Cell growth and type I procollagen production by fibroblasts on intact collagen gels and gels partially degraded by either enzyme preparation were assessed. For these studies, four different adult isolates (two from forearm and two from hip) and five different isolates of neonatal (foreskin) fibroblasts were used. Both cell growth and the amount of type I procollagen produced were lower on partially degraded collagen than on intact collagen (Figure 9, A and B) ▶ . Reduced cell growth and type I procollagen elaboration were observed with all of the neonatal and adult dermal fibroblast isolates tested.

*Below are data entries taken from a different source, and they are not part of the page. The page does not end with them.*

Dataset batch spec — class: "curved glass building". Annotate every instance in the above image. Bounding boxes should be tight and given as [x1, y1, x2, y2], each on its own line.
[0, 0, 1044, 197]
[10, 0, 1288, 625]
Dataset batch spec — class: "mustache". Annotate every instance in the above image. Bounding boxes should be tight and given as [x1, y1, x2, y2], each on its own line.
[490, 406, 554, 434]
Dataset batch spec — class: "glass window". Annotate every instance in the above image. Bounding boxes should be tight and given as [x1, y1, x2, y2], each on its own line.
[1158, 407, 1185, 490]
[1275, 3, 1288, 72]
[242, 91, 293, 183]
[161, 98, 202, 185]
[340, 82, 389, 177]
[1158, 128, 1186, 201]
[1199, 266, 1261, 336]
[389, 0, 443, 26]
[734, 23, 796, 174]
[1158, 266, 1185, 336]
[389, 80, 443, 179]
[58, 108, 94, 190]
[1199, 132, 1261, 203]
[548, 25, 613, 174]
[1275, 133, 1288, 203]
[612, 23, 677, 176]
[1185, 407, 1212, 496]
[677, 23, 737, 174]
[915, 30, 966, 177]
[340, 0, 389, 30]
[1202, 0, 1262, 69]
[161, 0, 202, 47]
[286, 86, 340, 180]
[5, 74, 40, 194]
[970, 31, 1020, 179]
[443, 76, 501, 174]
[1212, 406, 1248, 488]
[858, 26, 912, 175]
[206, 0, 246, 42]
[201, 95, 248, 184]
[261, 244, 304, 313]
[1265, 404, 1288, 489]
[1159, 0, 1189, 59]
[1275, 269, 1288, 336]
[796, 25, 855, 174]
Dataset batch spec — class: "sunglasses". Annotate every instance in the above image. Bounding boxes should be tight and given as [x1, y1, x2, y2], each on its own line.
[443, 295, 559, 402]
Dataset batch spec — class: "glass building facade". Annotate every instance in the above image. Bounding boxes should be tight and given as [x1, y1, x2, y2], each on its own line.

Figure 9. — Cell growth and type I procollagen synthesis by human dermal fibroblasts are reduced on partially degraded collagen gels compared to intact collagen gels. A: Cell growth. Values represent the mean number of cells present at day 4 ± standard errors (n = 5 foreskin isolates and 4 adult isolates). B: Type I procollagen synthesis. Values represent average ng of type I procollagen per ml ± standard errors (n = 5 foreskin isolates and 4 adult isolates). Before assay, culture media volume from the control and treated groups were adjusted to a common cell number (based on the cell counts presented in A). Statistical significance was determined using the Student’s t-test. *, P < 0.05; **, P < 0.01.

Discussion

Damage to the collagenous matrix is thought to underlie the coarse, rough, wrinkled appearance of photoaged skin. How collagen damage is brought about during photoaging is not fully understood. Exposure of skin to UV irradiation transiently up-regulates production of MMPs that are capable of degrading skin collagen. 7,8 Repeated MMP induction throughout years or decades could give rise to the damage seen in the matrix of chronically sun-exposed skin. Although proteolytic attack on structural collagen is clearly part of the overall process, failure to replace damaged collagen with newly synthesized collagen also contributes to the progressive degenerative changes that occur in the connective tissue of sun-exposed skin throughout time. 8-10

Mechanisms underlying decreased collagen synthesis by fibroblasts in severely photodamaged skin are not completely understood. Based on the results of the present study, we conclude that whereas fibroblast synthesis of type I procollagen is greatly diminished in photoaged human skin in vivo, growth capacity and synthesis of type I procollagen by fibroblasts from sun-damaged skin and age-matched sun-protected skin are indistinguishable when the cells are removed from the skin and examined in vitro. It should be noted that whereas the studies described here made use of sun-exposed forearm skin and sun-protected hip skin for most of the comparisons, we did, in fact, have the opportunity to assess a number of parameters (ie, collagen fragmentation in vivo and fibroblast isolation rates, growth rates and type I procollagen production in vitro) in underarm skin from 18 of the same volunteers. Sun-protected underarm skin and sun-protected hip skin from these individuals were similar in regard to all of the parameters assessed.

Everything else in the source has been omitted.